4.9 Parkinsonisme dan Gangguan Sejenis

4.9.1 Dopaminergik
4.9.2 Antimuskarinik
4.9.3 Obat untuk tremor, khorea, tiks, dan gangguan sejenis

 Pada penyakit Parkinson yang idiopatik terjadi proses degenerasi yang progresif neuron berpigmen dalam subtansia nigra, akhirnya menyebabkan defisiensi neurotransmitter dopamin. Hal ini menyebabkan terjadinya ketidakseimbangan neurokemikal di ganglia basalis, yang menimbulkan tanda khusus dan gejala penyakit Parkinson. Terapi obat tidak mencegah perkembangan penyakit, namun dapat meningkatkan kualitas hidup pasien.

Sebelum memulai pengobatan, pasien sebaiknya diberikan informasi mengenai keterbatasan efektifitas obat dan efek samping yang mungkin muncul. Sekitar 5-10% pasien dengan penyakit Parkinson memberikan respons buruk terhadap terapi.
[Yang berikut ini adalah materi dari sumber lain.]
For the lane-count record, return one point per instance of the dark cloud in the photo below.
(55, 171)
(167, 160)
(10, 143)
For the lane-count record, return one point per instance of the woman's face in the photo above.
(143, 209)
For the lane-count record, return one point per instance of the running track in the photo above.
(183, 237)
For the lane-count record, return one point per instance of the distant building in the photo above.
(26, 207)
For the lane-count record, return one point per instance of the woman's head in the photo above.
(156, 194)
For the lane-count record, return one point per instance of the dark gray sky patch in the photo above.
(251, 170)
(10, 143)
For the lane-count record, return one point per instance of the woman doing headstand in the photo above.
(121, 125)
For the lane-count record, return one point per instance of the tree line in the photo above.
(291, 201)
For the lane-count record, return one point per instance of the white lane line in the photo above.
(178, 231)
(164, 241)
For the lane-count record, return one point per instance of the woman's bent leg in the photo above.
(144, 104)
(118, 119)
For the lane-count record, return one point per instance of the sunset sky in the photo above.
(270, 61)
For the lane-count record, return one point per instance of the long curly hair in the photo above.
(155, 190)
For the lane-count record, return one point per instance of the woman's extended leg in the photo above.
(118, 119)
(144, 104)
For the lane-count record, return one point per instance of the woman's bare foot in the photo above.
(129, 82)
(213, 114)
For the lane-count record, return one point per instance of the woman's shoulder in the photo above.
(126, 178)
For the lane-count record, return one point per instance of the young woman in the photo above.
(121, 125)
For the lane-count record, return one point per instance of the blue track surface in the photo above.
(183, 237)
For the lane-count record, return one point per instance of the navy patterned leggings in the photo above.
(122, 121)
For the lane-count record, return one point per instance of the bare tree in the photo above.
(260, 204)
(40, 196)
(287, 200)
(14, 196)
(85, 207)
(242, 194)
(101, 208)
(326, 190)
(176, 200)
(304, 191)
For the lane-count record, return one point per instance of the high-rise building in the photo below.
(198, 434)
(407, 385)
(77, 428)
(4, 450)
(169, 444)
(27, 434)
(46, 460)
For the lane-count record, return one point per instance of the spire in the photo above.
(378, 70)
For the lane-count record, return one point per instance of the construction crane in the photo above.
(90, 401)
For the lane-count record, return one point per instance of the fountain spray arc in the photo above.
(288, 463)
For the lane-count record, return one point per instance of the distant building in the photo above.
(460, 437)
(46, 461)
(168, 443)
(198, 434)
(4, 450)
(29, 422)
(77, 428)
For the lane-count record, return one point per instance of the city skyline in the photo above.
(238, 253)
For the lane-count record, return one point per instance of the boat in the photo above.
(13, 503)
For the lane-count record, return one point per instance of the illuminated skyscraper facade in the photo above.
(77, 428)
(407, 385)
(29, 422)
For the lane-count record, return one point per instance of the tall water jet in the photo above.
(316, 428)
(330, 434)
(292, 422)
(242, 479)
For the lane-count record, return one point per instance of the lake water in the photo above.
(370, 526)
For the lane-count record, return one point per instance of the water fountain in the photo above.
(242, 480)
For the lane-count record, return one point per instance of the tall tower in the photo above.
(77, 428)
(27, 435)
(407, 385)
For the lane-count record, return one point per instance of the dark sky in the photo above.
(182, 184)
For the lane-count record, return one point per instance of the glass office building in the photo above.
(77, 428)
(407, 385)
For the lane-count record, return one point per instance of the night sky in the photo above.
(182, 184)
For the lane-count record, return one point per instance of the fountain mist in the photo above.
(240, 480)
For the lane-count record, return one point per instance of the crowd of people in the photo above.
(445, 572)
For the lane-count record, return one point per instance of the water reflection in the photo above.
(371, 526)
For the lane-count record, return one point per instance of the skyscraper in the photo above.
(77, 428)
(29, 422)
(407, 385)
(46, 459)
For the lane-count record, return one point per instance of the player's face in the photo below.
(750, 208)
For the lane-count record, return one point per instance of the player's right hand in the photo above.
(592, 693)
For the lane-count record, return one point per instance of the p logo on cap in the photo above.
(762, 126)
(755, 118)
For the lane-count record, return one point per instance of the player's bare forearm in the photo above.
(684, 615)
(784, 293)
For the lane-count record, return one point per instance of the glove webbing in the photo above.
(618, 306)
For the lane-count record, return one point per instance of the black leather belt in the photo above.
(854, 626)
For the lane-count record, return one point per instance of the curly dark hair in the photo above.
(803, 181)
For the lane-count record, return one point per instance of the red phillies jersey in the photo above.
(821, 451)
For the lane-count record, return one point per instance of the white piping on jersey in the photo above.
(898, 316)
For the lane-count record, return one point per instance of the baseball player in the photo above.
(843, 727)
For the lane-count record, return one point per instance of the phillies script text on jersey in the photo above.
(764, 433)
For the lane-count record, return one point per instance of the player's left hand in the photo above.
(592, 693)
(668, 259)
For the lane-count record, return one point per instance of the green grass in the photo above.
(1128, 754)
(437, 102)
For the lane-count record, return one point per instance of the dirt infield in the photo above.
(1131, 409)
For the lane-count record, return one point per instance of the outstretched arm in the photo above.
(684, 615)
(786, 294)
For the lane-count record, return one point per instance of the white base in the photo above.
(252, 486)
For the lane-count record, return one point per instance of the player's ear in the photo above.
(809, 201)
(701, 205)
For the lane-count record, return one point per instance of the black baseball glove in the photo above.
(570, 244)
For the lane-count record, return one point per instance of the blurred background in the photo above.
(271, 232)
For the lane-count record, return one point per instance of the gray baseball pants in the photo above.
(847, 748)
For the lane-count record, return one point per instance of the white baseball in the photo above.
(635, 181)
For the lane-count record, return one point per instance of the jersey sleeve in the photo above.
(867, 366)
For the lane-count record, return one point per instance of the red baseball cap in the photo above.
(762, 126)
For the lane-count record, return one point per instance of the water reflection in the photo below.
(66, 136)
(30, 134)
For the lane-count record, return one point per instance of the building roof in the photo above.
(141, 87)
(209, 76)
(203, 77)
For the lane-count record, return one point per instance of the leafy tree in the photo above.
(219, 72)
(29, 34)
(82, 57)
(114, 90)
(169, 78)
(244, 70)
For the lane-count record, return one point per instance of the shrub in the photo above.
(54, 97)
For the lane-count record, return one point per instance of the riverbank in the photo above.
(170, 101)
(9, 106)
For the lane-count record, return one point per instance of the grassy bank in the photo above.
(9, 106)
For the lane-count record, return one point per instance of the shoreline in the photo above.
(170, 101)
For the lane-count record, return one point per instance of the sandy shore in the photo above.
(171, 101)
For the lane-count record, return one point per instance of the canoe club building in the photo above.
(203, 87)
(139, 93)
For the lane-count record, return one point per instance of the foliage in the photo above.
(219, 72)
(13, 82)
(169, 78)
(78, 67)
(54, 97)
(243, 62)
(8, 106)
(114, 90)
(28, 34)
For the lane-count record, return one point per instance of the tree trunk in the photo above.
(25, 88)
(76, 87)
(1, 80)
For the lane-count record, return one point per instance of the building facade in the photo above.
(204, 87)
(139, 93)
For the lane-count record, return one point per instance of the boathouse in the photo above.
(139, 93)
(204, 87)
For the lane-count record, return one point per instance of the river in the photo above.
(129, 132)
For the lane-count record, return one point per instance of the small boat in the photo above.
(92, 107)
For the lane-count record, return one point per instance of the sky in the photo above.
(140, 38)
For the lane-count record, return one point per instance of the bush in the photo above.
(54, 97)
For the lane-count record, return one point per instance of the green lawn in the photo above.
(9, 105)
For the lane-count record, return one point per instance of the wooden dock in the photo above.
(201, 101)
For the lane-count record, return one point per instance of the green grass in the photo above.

Gejala yang menggambarkan penyakit Parkinson dapat muncul pada penyakit seperti supranuklear palsy yang progresif dan atrofi multipel sistem. Namun penyakit di atas biasanya tidak memberikan respon terhadap terapi yang digunakan untuk mengatasi penyakit Parkinson idiopatik.

Lansia. Obat antiparkinson dapat menyebabkan kondisi kebingungan pada pasien lansia. Karena itu pemberian obat ini sebaiknya dimulai dengan dosis rendah dan dosis ditingkatkan secara bertahap.